The question is, let $X$ be a random variable, on $[0, 1]$, with probability density function $p(x) = 2-2x$.
Let $Y$ be a random variable on $[1, 2]$, such that $Y = X^2 + 1$. Find the pdf for $Y$.
I was wondering how the statement "$Y$ on $[1, 2]$" has effects on the solution. The general approach would be constructing corresponding CDF and then differentiate it. I wasn't too sure if the statement has any effects on the solution.
Thank you in advance!
Easy use the fundamental transformation theorem
$$f_Y(y)=f_X(g^{-1}(y))\Bigg|\frac{d}{dy}g^{-1}(y)\Bigg|$$
finding
$$f_Y(y)=\Bigg[\frac{1}{\sqrt{y-1}}-1\Bigg]\mathbb{1}_{(1;2]}(y)$$
this avoid you to calculate the CDF first, as not requested
Observe that: the condition $y \in [1;2]$ is not a restriction but only an useless information; it is the support of Y that you can calculate by your own. In fact trasforming $X \rightarrow Y$ with the transformation $Y=X^2+1$ the original support $X \in [0;1]$ becomes $Y \in [1;2]$.
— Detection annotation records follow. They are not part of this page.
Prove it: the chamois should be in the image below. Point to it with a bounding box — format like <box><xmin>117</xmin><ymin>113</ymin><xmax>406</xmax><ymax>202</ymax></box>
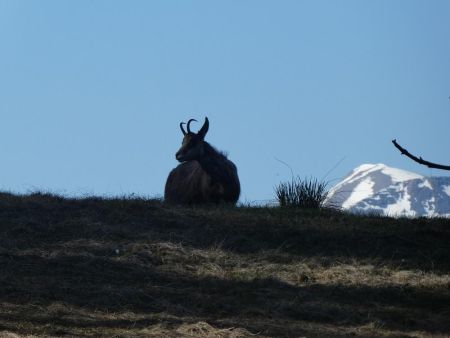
<box><xmin>164</xmin><ymin>117</ymin><xmax>241</xmax><ymax>205</ymax></box>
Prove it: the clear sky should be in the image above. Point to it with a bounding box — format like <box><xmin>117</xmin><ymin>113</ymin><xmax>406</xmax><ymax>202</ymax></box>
<box><xmin>0</xmin><ymin>0</ymin><xmax>450</xmax><ymax>202</ymax></box>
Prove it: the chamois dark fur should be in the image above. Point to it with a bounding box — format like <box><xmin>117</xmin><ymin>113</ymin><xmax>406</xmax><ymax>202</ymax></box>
<box><xmin>164</xmin><ymin>118</ymin><xmax>240</xmax><ymax>204</ymax></box>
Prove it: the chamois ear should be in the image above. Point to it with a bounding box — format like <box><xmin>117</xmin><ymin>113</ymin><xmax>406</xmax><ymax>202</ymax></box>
<box><xmin>197</xmin><ymin>117</ymin><xmax>209</xmax><ymax>139</ymax></box>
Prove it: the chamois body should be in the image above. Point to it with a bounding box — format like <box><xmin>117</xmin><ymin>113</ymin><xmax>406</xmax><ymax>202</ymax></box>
<box><xmin>164</xmin><ymin>118</ymin><xmax>240</xmax><ymax>204</ymax></box>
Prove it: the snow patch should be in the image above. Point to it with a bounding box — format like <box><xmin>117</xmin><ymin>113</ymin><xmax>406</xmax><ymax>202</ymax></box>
<box><xmin>342</xmin><ymin>177</ymin><xmax>375</xmax><ymax>209</ymax></box>
<box><xmin>418</xmin><ymin>180</ymin><xmax>433</xmax><ymax>190</ymax></box>
<box><xmin>381</xmin><ymin>166</ymin><xmax>424</xmax><ymax>184</ymax></box>
<box><xmin>385</xmin><ymin>187</ymin><xmax>416</xmax><ymax>217</ymax></box>
<box><xmin>442</xmin><ymin>185</ymin><xmax>450</xmax><ymax>196</ymax></box>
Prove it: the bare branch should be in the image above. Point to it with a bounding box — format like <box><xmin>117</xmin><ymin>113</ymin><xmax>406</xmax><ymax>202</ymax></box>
<box><xmin>392</xmin><ymin>140</ymin><xmax>450</xmax><ymax>170</ymax></box>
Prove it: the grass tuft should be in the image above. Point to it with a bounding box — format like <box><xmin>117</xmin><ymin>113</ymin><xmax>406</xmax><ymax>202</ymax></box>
<box><xmin>275</xmin><ymin>176</ymin><xmax>327</xmax><ymax>209</ymax></box>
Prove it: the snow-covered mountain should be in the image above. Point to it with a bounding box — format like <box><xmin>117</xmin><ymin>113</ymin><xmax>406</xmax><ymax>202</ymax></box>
<box><xmin>325</xmin><ymin>164</ymin><xmax>450</xmax><ymax>217</ymax></box>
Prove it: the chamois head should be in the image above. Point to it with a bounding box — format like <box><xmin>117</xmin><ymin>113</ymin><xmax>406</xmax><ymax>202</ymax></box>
<box><xmin>175</xmin><ymin>117</ymin><xmax>209</xmax><ymax>162</ymax></box>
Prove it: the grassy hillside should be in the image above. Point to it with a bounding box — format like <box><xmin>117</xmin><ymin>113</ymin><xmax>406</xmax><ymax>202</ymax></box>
<box><xmin>0</xmin><ymin>194</ymin><xmax>450</xmax><ymax>337</ymax></box>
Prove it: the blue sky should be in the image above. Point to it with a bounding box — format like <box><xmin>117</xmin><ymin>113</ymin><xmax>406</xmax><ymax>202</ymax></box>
<box><xmin>0</xmin><ymin>0</ymin><xmax>450</xmax><ymax>201</ymax></box>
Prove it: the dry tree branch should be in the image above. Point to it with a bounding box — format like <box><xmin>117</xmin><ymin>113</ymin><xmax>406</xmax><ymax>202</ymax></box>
<box><xmin>392</xmin><ymin>139</ymin><xmax>450</xmax><ymax>170</ymax></box>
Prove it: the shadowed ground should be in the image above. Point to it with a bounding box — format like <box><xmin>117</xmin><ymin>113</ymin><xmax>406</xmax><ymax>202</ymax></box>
<box><xmin>0</xmin><ymin>194</ymin><xmax>450</xmax><ymax>337</ymax></box>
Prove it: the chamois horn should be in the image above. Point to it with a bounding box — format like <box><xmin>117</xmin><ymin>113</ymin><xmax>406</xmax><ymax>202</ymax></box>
<box><xmin>187</xmin><ymin>119</ymin><xmax>197</xmax><ymax>134</ymax></box>
<box><xmin>180</xmin><ymin>122</ymin><xmax>187</xmax><ymax>135</ymax></box>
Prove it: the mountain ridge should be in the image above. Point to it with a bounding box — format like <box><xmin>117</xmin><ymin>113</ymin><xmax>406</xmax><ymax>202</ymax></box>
<box><xmin>325</xmin><ymin>163</ymin><xmax>450</xmax><ymax>217</ymax></box>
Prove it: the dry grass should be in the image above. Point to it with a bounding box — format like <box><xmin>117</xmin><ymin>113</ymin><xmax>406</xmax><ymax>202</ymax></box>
<box><xmin>0</xmin><ymin>194</ymin><xmax>450</xmax><ymax>338</ymax></box>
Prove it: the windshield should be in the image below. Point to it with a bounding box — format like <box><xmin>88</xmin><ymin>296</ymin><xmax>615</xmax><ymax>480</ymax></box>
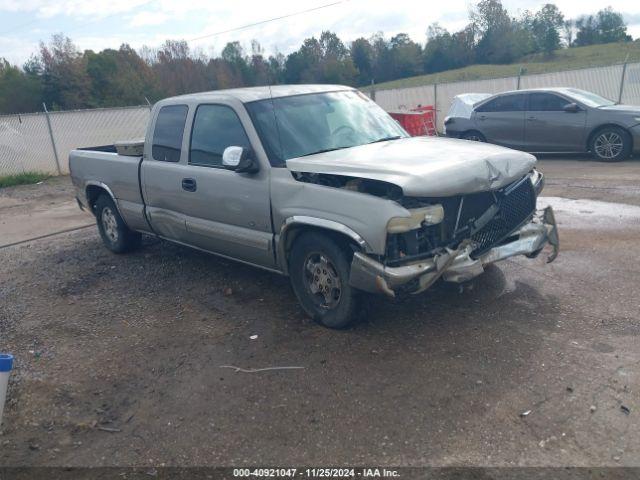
<box><xmin>246</xmin><ymin>90</ymin><xmax>408</xmax><ymax>166</ymax></box>
<box><xmin>567</xmin><ymin>88</ymin><xmax>615</xmax><ymax>107</ymax></box>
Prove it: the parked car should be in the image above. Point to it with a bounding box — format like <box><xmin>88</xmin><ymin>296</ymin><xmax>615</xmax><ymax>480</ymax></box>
<box><xmin>444</xmin><ymin>88</ymin><xmax>640</xmax><ymax>162</ymax></box>
<box><xmin>69</xmin><ymin>85</ymin><xmax>558</xmax><ymax>328</ymax></box>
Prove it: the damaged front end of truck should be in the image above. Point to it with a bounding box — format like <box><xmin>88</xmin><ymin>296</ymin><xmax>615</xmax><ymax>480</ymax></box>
<box><xmin>287</xmin><ymin>138</ymin><xmax>559</xmax><ymax>297</ymax></box>
<box><xmin>350</xmin><ymin>170</ymin><xmax>559</xmax><ymax>297</ymax></box>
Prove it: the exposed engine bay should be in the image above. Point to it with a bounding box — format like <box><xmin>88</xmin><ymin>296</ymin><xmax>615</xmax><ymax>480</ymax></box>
<box><xmin>293</xmin><ymin>169</ymin><xmax>543</xmax><ymax>267</ymax></box>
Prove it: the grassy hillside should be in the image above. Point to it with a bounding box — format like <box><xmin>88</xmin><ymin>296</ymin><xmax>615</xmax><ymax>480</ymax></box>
<box><xmin>363</xmin><ymin>40</ymin><xmax>640</xmax><ymax>90</ymax></box>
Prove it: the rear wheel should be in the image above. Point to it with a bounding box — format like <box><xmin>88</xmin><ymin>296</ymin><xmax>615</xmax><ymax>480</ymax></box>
<box><xmin>289</xmin><ymin>232</ymin><xmax>360</xmax><ymax>328</ymax></box>
<box><xmin>95</xmin><ymin>195</ymin><xmax>142</xmax><ymax>253</ymax></box>
<box><xmin>589</xmin><ymin>127</ymin><xmax>632</xmax><ymax>162</ymax></box>
<box><xmin>460</xmin><ymin>130</ymin><xmax>487</xmax><ymax>142</ymax></box>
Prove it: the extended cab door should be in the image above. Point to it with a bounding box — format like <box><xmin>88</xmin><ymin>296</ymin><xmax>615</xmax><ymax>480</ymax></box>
<box><xmin>141</xmin><ymin>100</ymin><xmax>275</xmax><ymax>267</ymax></box>
<box><xmin>525</xmin><ymin>92</ymin><xmax>587</xmax><ymax>152</ymax></box>
<box><xmin>473</xmin><ymin>93</ymin><xmax>525</xmax><ymax>148</ymax></box>
<box><xmin>140</xmin><ymin>104</ymin><xmax>189</xmax><ymax>242</ymax></box>
<box><xmin>184</xmin><ymin>103</ymin><xmax>275</xmax><ymax>267</ymax></box>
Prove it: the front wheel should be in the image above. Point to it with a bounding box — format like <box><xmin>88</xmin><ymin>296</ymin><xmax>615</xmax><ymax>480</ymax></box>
<box><xmin>589</xmin><ymin>127</ymin><xmax>632</xmax><ymax>162</ymax></box>
<box><xmin>289</xmin><ymin>232</ymin><xmax>360</xmax><ymax>328</ymax></box>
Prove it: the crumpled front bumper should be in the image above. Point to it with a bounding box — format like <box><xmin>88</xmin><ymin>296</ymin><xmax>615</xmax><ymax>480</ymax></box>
<box><xmin>349</xmin><ymin>206</ymin><xmax>560</xmax><ymax>297</ymax></box>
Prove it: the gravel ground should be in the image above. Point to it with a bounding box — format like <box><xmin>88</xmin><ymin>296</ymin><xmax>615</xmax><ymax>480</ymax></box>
<box><xmin>0</xmin><ymin>159</ymin><xmax>640</xmax><ymax>466</ymax></box>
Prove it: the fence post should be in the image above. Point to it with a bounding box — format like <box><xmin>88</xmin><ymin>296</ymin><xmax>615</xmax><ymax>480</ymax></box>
<box><xmin>42</xmin><ymin>102</ymin><xmax>62</xmax><ymax>175</ymax></box>
<box><xmin>433</xmin><ymin>81</ymin><xmax>438</xmax><ymax>136</ymax></box>
<box><xmin>618</xmin><ymin>58</ymin><xmax>629</xmax><ymax>104</ymax></box>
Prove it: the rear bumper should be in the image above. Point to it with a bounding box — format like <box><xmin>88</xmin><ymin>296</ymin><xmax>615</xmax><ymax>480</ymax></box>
<box><xmin>349</xmin><ymin>207</ymin><xmax>560</xmax><ymax>297</ymax></box>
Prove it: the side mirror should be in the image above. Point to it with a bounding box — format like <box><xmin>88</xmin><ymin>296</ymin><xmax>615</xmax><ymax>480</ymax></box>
<box><xmin>222</xmin><ymin>146</ymin><xmax>258</xmax><ymax>173</ymax></box>
<box><xmin>563</xmin><ymin>103</ymin><xmax>580</xmax><ymax>113</ymax></box>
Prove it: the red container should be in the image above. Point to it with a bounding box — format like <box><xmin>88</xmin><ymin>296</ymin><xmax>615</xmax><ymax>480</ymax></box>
<box><xmin>388</xmin><ymin>105</ymin><xmax>436</xmax><ymax>137</ymax></box>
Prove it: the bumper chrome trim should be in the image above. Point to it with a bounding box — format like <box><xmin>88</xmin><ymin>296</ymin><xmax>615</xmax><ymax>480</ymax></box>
<box><xmin>349</xmin><ymin>206</ymin><xmax>560</xmax><ymax>297</ymax></box>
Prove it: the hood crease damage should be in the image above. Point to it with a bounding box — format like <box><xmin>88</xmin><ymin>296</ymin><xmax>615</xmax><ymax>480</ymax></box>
<box><xmin>287</xmin><ymin>137</ymin><xmax>536</xmax><ymax>198</ymax></box>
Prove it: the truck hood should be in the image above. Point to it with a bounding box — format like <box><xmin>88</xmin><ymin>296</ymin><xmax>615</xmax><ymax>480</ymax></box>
<box><xmin>287</xmin><ymin>137</ymin><xmax>536</xmax><ymax>197</ymax></box>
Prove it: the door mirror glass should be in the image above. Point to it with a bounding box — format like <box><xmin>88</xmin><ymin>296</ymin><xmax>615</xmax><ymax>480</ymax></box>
<box><xmin>222</xmin><ymin>146</ymin><xmax>258</xmax><ymax>173</ymax></box>
<box><xmin>564</xmin><ymin>103</ymin><xmax>580</xmax><ymax>113</ymax></box>
<box><xmin>222</xmin><ymin>146</ymin><xmax>244</xmax><ymax>170</ymax></box>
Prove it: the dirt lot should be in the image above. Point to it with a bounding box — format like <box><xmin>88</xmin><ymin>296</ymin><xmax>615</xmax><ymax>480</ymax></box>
<box><xmin>0</xmin><ymin>158</ymin><xmax>640</xmax><ymax>466</ymax></box>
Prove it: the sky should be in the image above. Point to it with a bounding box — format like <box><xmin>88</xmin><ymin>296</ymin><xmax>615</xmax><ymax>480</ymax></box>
<box><xmin>0</xmin><ymin>0</ymin><xmax>640</xmax><ymax>64</ymax></box>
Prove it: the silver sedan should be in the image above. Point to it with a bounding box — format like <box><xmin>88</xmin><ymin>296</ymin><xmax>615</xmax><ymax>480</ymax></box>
<box><xmin>445</xmin><ymin>88</ymin><xmax>640</xmax><ymax>162</ymax></box>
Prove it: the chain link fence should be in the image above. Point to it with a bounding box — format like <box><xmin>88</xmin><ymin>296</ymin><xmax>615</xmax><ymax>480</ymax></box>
<box><xmin>369</xmin><ymin>63</ymin><xmax>640</xmax><ymax>131</ymax></box>
<box><xmin>0</xmin><ymin>106</ymin><xmax>150</xmax><ymax>175</ymax></box>
<box><xmin>0</xmin><ymin>63</ymin><xmax>640</xmax><ymax>175</ymax></box>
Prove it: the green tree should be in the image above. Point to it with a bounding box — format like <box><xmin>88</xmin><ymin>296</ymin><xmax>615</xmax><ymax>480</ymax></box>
<box><xmin>0</xmin><ymin>58</ymin><xmax>42</xmax><ymax>113</ymax></box>
<box><xmin>351</xmin><ymin>37</ymin><xmax>373</xmax><ymax>85</ymax></box>
<box><xmin>596</xmin><ymin>7</ymin><xmax>631</xmax><ymax>43</ymax></box>
<box><xmin>574</xmin><ymin>7</ymin><xmax>631</xmax><ymax>46</ymax></box>
<box><xmin>531</xmin><ymin>3</ymin><xmax>564</xmax><ymax>55</ymax></box>
<box><xmin>471</xmin><ymin>0</ymin><xmax>523</xmax><ymax>63</ymax></box>
<box><xmin>39</xmin><ymin>34</ymin><xmax>93</xmax><ymax>110</ymax></box>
After calculating $f_Y$ you can see that the support of Y must be $(1;2]$. This doesn't change anything because $P(Y=1)=0$
It is not forbidden to use the method you wanted to use....but it is longer
First you have to derive $F_X(x)=2x-x^2$
Second use the definition:
$$F_Y(y)=P(X^2+1 \leq y]=P[X\leq \sqrt{y-1}]=F_X(\sqrt{y-1})=1-y-2\sqrt{y-1}$$